Yaoundé –MOUMITE MOHAMED BASIL
Depuis 2016, le Cameroun est confronté à une crise politique et sécuritaire majeure, devenue une guerre asymétrique opposant le gouvernement central aux séparatistes des régions anglophones du Nord-Ouest et du Sud-Ouest, qui revendiquent la création d’un État indépendant nommé Ambazonie, avec Buea pour capitale.
Contexte historique
L’origine du conflit remonte au partage colonial du Cameroun après la Première Guerre mondiale. Tandis que le Cameroun français accède à l’indépendance en 1960, les régions administrées par la Grande-Bretagne sont appelées à choisir leur avenir en 1961 par référendum. Le Sud rejoint alors le Cameroun pour former une république fédérale respectant les spécificités linguistiques et culturelles.
En 1972, l’abolition du fédéralisme par le président Ahmadou Ahidjo marque le début des frustrations dans les régions anglophones, accusant le pouvoir central de marginalisation croissante.

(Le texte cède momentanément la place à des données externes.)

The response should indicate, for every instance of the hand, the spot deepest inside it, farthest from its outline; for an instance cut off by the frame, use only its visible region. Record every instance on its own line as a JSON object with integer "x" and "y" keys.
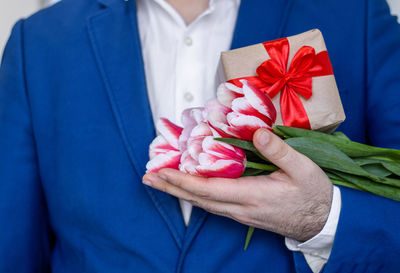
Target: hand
{"x": 294, "y": 201}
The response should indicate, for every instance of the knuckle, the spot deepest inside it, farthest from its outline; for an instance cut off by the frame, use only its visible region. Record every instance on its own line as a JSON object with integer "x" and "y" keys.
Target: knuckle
{"x": 279, "y": 152}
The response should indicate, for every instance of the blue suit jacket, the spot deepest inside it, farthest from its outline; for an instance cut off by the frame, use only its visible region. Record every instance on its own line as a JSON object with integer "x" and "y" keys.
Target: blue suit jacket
{"x": 75, "y": 126}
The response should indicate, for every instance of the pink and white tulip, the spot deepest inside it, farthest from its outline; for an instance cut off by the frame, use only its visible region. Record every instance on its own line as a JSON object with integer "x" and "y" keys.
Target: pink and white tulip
{"x": 164, "y": 150}
{"x": 239, "y": 112}
{"x": 203, "y": 155}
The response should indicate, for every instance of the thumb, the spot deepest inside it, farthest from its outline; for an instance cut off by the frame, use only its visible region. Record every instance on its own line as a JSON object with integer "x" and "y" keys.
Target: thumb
{"x": 279, "y": 153}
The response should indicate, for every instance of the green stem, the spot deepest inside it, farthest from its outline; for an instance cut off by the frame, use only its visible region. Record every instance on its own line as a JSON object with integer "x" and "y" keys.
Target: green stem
{"x": 248, "y": 237}
{"x": 260, "y": 166}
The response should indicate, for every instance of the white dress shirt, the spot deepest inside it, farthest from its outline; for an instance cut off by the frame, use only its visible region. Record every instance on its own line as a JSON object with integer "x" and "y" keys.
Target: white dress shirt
{"x": 180, "y": 65}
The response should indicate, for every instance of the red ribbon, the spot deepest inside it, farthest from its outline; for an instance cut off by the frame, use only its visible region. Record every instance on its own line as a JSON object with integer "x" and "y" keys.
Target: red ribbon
{"x": 274, "y": 77}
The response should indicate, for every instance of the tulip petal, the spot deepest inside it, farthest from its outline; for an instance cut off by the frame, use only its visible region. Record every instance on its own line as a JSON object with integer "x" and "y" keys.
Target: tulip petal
{"x": 222, "y": 150}
{"x": 227, "y": 92}
{"x": 169, "y": 159}
{"x": 222, "y": 168}
{"x": 188, "y": 164}
{"x": 242, "y": 106}
{"x": 169, "y": 131}
{"x": 259, "y": 100}
{"x": 245, "y": 126}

De la protestation à l’insurrection
La crise actuelle débute en 2016 avec des manifestations d’enseignants et d’avocats dénonçant la domination francophone dans l’appareil judiciaire et éducatif. La répression brutale des manifestations conduit à la radicalisation d’une partie de la population. Le 1er octobre 2017, le leader séparatiste Sisiku Ayuk Tabe proclame l’indépendance de l’Ambazonie. La réponse militaire de l’État déclenche une vague de violences armées.
Depuis, plusieurs groupes rebelles armés ont vu le jour, revendiquant tous la défense de l’indépendance des régions anglophones.

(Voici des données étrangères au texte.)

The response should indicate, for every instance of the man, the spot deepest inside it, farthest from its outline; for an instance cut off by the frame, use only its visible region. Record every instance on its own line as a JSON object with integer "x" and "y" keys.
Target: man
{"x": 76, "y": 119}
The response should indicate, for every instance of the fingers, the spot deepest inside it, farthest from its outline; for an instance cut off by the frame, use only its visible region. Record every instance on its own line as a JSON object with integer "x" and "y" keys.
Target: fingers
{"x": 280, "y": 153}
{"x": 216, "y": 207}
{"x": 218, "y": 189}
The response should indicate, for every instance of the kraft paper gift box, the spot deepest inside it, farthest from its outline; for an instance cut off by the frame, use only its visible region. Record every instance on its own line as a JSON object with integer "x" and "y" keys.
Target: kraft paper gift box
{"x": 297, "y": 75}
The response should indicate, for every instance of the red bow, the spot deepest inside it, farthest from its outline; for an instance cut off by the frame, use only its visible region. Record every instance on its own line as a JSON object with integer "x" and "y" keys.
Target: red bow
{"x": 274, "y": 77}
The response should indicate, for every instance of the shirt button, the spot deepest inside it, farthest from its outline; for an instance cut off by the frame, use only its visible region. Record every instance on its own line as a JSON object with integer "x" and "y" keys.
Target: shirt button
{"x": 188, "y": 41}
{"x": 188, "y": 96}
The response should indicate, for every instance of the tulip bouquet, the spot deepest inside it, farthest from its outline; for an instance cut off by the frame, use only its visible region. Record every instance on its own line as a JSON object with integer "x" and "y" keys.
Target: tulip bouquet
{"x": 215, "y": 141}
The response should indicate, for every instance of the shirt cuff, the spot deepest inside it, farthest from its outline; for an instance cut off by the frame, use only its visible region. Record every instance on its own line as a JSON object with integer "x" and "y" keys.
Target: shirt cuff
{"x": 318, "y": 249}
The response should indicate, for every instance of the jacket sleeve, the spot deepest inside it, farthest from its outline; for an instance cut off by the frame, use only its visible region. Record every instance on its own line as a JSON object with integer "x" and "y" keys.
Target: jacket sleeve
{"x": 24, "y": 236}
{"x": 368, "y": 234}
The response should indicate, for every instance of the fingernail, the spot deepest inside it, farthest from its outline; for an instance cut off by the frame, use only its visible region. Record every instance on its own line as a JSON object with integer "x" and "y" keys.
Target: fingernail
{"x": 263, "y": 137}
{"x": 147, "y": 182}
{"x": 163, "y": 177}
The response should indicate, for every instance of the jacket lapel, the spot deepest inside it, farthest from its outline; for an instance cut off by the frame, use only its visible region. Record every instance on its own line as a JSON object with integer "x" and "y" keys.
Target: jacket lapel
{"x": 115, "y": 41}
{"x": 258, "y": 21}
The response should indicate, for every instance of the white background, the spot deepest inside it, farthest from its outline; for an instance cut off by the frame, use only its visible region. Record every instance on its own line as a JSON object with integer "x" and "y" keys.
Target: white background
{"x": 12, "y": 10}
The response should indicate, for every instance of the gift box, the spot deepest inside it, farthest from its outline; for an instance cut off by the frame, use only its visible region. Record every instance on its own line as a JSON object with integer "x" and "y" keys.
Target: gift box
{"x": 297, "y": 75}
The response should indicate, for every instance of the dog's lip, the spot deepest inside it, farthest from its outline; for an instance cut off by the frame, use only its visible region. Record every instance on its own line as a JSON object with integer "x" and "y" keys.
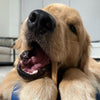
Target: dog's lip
{"x": 34, "y": 65}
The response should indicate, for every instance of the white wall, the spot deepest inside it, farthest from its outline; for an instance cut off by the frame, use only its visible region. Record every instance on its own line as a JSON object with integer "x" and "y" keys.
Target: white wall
{"x": 9, "y": 18}
{"x": 14, "y": 18}
{"x": 4, "y": 17}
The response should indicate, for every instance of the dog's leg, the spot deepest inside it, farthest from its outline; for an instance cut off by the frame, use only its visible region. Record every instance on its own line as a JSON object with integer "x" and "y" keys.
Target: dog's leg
{"x": 40, "y": 89}
{"x": 75, "y": 85}
{"x": 7, "y": 85}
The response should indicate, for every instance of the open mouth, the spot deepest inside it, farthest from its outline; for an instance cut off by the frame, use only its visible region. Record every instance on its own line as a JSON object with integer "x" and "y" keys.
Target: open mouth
{"x": 34, "y": 63}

Conséquences humaines alarmantes
Les régions touchées ont perdu près de la moitié de leur population, déplacée à l’intérieur du pays ou réfugiée à l’extérieur. La population restante vit entre deux feux : les rebelles la soupçonnent de collaboration avec l’armée, tandis que les forces gouvernementales sanctionnent tout comportement suspect.

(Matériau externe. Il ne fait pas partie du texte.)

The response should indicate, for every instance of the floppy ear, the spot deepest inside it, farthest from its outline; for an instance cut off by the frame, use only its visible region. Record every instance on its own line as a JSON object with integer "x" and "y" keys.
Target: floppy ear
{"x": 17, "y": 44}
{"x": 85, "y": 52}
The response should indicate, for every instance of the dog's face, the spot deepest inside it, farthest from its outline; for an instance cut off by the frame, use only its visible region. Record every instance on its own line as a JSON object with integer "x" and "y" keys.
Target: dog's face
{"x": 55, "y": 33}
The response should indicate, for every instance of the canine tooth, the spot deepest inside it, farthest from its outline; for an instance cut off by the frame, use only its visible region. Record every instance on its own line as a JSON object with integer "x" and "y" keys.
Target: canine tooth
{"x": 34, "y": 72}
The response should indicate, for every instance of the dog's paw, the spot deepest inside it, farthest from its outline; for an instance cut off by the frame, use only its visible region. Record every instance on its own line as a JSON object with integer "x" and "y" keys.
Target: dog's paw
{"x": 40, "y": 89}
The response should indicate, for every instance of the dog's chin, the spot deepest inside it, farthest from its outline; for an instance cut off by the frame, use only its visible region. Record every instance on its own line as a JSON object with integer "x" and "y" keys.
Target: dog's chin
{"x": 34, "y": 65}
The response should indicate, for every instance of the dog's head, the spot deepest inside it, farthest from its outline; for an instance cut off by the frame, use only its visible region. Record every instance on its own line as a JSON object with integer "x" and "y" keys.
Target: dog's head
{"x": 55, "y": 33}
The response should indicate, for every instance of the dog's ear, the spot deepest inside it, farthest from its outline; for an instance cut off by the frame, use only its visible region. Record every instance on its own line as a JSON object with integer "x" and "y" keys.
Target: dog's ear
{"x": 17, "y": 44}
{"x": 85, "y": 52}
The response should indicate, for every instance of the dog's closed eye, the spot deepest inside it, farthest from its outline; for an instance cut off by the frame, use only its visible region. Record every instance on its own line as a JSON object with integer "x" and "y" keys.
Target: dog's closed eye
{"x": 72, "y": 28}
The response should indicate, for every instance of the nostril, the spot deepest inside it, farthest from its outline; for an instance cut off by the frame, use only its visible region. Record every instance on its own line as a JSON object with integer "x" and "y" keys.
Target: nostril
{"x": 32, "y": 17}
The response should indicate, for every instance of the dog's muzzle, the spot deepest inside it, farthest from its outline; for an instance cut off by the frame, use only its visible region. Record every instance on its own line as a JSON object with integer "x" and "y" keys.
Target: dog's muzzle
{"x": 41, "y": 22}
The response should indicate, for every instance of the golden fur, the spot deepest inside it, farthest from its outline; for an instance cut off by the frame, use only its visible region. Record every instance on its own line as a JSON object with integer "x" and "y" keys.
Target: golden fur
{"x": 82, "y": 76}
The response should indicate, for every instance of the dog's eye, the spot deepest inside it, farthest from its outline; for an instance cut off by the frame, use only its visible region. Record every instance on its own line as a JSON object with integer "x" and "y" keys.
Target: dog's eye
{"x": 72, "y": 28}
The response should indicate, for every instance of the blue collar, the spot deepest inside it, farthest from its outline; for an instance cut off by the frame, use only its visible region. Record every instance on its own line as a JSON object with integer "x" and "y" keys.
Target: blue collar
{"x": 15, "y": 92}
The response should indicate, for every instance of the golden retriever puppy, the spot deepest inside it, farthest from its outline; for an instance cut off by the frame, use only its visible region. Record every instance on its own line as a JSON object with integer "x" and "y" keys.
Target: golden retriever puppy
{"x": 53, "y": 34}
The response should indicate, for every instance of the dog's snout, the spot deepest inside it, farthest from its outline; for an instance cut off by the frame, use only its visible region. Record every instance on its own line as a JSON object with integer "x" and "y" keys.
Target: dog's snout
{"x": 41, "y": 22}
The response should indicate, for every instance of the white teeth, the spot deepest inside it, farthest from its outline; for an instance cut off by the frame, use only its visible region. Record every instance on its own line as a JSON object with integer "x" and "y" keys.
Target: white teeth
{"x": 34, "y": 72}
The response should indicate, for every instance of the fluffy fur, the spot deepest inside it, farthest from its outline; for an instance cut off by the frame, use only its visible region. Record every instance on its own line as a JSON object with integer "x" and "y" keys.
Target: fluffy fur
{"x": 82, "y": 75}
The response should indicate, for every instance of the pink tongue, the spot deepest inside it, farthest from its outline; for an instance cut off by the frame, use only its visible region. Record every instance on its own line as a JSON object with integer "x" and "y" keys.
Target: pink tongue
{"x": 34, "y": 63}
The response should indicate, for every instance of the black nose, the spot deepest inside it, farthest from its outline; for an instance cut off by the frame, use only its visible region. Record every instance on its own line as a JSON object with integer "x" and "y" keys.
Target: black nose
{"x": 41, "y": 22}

Les coupures d’électricité sont fréquentes, les produits de première nécessité sont rares et chers, et les enlèvements contre rançon se multiplient. Les journées dites « villes mortes » paralysent souvent l’activité économique.
Et maintenant ?
La crise soulève de sérieuses interrogations sur le modèle d’unité nationale au Cameroun. Sans une prise en compte réelle de la diversité linguistique et régionale du pays, et sans justice pour les populations victimes, la spirale de violence risque de se prolonger.